Insieme alle querele altri ostacoli si abbattono sul nostro lavoro: i Tribunali che non funzionano. Ad ogni udienza un giudice o un pm diverso, e spesso ti capitano quelli che non leggono i fascicoli, quelli che rinviano a giudizio per lavarsi le mani e quelli che rinviano le udienze per passare la palla al collega di dopo, o quelli che chissà perché lo fanno. Denaro pubblico buttato nei cestini delle scrivanie. La persona che avresti diffamato è finita nel frattempo in galera, ma tu ti becchi lo stesso il processo per diffamazione. La Giustizia fa sempre il suo lungo corso e non guarda in faccia a nessuno, perché, a volte, quel nessuno ha una maschera perfetta o perché – capita anche questo –  il pm o il giudice hanno la vista offuscata dal delirio di onnipotenza.

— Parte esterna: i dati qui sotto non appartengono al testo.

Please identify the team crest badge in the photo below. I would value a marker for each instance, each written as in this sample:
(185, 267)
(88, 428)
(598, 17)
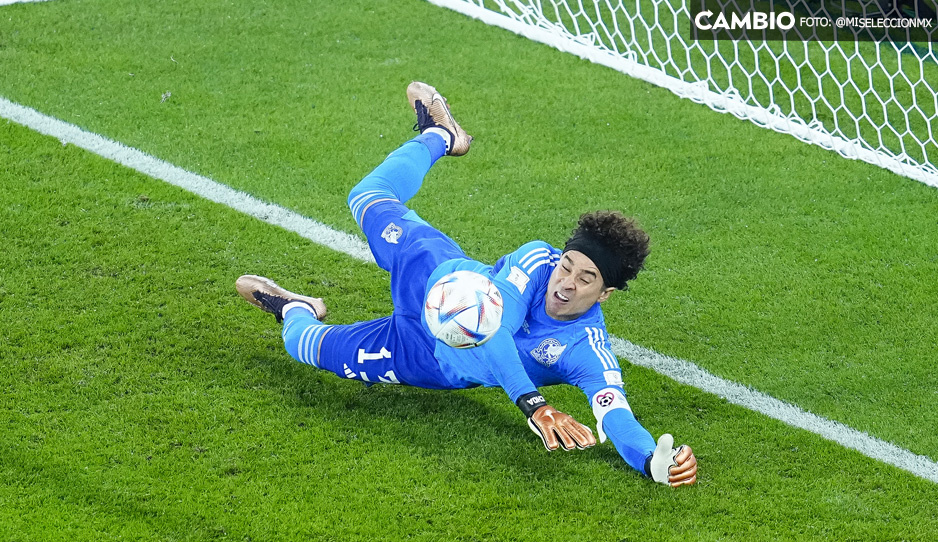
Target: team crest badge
(548, 352)
(392, 233)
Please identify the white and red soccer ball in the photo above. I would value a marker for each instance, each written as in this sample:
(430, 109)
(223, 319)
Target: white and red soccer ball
(463, 309)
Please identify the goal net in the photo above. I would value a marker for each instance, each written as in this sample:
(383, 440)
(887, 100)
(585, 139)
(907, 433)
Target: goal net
(860, 95)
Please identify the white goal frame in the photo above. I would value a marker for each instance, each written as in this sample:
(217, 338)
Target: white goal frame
(574, 26)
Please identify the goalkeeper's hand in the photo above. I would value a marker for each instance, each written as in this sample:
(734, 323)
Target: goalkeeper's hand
(673, 466)
(557, 429)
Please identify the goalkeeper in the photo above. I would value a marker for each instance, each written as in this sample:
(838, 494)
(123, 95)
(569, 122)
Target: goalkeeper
(552, 329)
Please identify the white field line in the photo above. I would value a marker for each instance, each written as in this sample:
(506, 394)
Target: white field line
(8, 2)
(682, 371)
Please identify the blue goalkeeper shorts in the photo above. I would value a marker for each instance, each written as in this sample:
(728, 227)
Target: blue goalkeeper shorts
(395, 349)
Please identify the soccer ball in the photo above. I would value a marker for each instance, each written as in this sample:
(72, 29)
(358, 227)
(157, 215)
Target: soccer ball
(463, 309)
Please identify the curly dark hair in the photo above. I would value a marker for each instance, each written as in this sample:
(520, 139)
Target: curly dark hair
(619, 235)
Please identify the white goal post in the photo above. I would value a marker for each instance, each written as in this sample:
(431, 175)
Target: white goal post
(875, 101)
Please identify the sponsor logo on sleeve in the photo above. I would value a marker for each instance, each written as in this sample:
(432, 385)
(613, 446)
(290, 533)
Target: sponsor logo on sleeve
(392, 233)
(519, 279)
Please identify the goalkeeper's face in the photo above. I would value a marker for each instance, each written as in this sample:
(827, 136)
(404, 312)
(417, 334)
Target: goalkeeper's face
(574, 287)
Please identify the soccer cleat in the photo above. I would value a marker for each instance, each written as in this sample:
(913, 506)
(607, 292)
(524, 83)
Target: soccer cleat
(433, 113)
(269, 297)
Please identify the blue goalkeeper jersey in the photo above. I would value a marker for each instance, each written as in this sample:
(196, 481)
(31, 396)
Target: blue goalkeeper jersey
(531, 347)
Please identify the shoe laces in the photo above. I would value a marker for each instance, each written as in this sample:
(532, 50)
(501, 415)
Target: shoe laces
(424, 119)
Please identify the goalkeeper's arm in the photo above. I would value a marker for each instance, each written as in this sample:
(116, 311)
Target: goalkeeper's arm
(661, 462)
(555, 428)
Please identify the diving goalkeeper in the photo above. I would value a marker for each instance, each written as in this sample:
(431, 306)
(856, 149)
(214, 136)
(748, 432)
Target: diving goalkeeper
(552, 329)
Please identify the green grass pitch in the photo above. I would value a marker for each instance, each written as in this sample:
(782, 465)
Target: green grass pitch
(143, 400)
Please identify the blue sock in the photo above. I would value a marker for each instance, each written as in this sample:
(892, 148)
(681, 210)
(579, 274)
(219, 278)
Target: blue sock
(400, 175)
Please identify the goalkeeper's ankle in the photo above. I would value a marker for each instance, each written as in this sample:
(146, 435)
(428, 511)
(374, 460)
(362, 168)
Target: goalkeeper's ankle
(443, 133)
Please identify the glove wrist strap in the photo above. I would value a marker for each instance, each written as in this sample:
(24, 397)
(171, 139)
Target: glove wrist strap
(530, 402)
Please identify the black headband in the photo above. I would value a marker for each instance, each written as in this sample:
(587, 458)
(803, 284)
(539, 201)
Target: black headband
(605, 260)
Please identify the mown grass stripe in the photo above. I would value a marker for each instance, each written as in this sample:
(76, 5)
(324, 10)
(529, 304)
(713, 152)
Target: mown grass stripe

E poi ci sono alcuni cosiddetti giornali di editori interessati a ben altri affari, che “sparano” contro i giornalisti. E poi ancora politicanti senza coraggio che sguinzagliano sui social i buttafango di professione. “Premetto che sono per la libertà di stampa…” È la frase tipica di chi telefona nelle redazioni per lamentarsi di un articolo che lo riguarda. Anche noi siamo per la libertà di stampa e per questo abbiamo scritto l’articolo che lo infastidisce.

Il mondo che si coalizza contro i giornali e i giornalisti, non disdegna di allearsi con settori della stampa e dell’editoria per colpire giornali e giornalisti. E se un tempo abbiamo scritto che qui la libertà di stampa è solo quella del tipografo, oggi siamo costretti ad ammettere che non sappiamo che fine abbia fatto il tipografo.

Negli ultimi anni le condizioni di agibilità sono peggiorate pesantemente. Nello stesso tempo le cose da fare per un giornalista sono aumentate di molto. Questa regione avrebbe bisogno di centinaia di giornalisti che stiano col fiato sul collo del potere economico, politico e giudiziario. Noi a Basilicata24 siamo quattro gatti e facciamo quello che possiamo, anzi di più, ma non basta.